A U.S. federal judge has ruled in favor of a Trump-led oil project in northern Alaska.
In a 110-page decision, Judge Sharon Gleason revoked the licenses of Konko Phillips, Alaska’s largest crude oil producer, for violating the National Environmental Policy (NEPA) and Disaster Risk Reduction Act. ESA) The court’s decision to exclude foreign greenhouse gas emissions in its environmental impact statement is “arbitrary and malicious.” The U.S. Fisheries and Wildlife Service’s accidental statement also concluded that it was unnecessary to reduce the number of polar bears affected by the project.
Concoco Phillips In January 2017, it announced a “significant new oil discovery.” Named the Willow, the station is located in the northeastern United States, the largest tract of public land in the United States. The state of Alaska estimates that between 400 and 750 million barrels of oil are produced in the Willows area. When fully developed, the project will be able to produce 160,000 barrels of crude oil per day, with the first oil by 2024-2025. The estimated initial cost of development is $ 2-3 billion.
Following the Trump administration’s approval of the project in October 2020, several local groups and indigenous communities in Alaska filed lawsuits, accusing the government of allowing the project prematurely and illegally. In February, the Ninth Circuit Court of Appeals for the United States granted a request for an order to suspend construction of the project, mines, and road construction. Recently, the Biden administration announced its support for the project, arguing that the government had issued a license for the Conco Phillips, following both Nepa and ENA.
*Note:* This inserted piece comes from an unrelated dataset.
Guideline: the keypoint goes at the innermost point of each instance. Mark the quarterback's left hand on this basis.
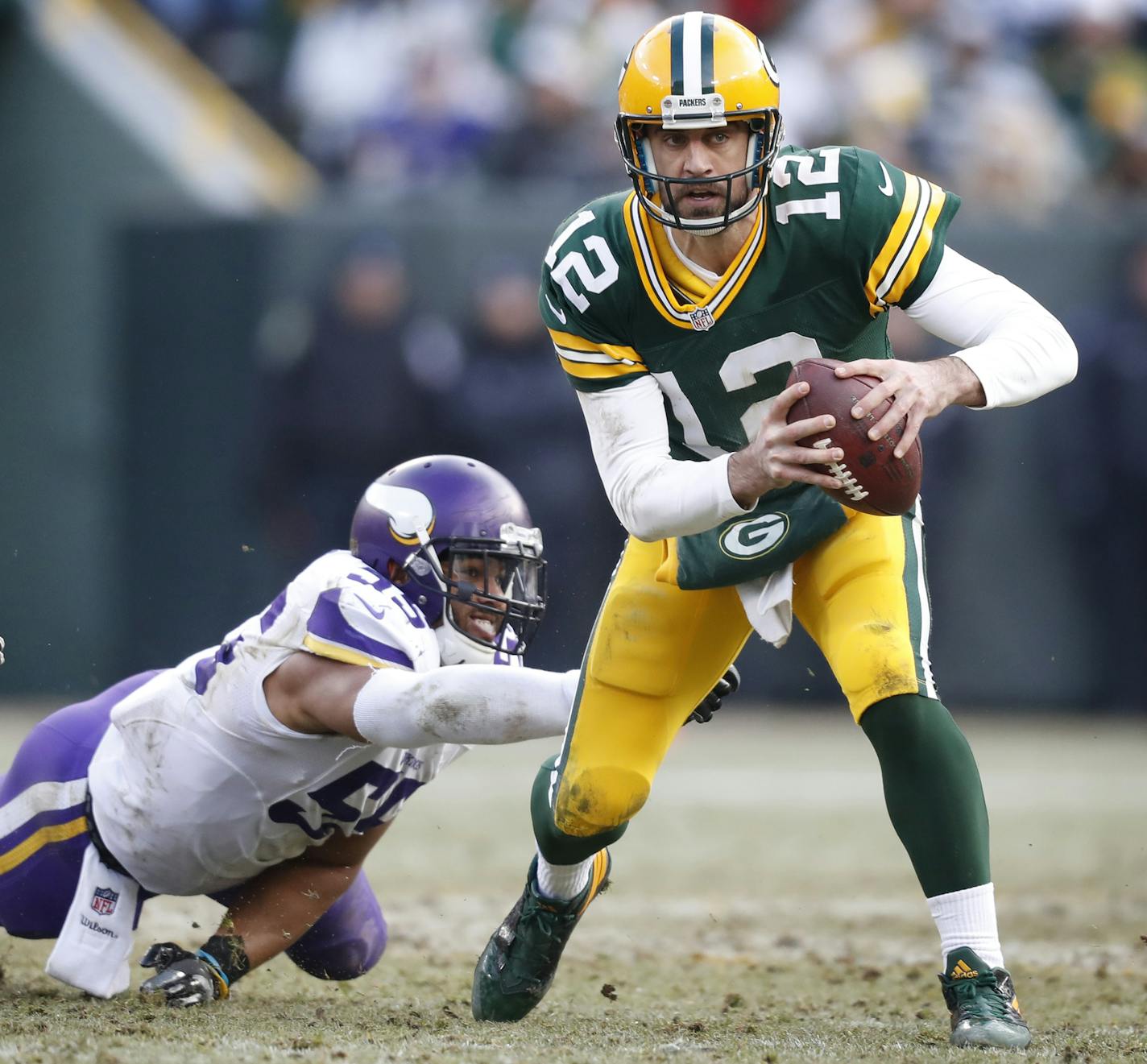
(919, 391)
(184, 978)
(711, 703)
“[Wednesday’s] To win a court case, our land and our people need to be honored and given a higher meaning, ”said Sikik Mapin, chief executive of Living Arctic (plaintiff in the case).
“This is a great victory for our climate and polar bears,” said Christon Monsel, a senior lawyer at the Center for Biological Diversity. If President Biden is serious about tackling the climate crisis, he must move this project forward and ban all new oil and gas activities in the Arctic.
Alaskan governor Mike Dunlaviv on Wednesday criticized the decision, stressing that the United States is dependent on foreign oil. he said, “[Wednesday’s] A federal judge’s decision to ban a major oil project on U.S. soil does one thing – give production to dictatorships [and] Terrorist organizations… This is a terrible decision.
The state of Alaska has also intervened in low-profile cases, arguing that the development plan “examines all suitable boxes” and that the project’s demise will have economic consequences for northern slope communities. “With sustainable development, like the willow, northern slope communities are struggling to support basic government services,” he said.
Going forward, the Binden administration should repeat any previous development environmental reviews if ConocoPhillips decides on Wednesday.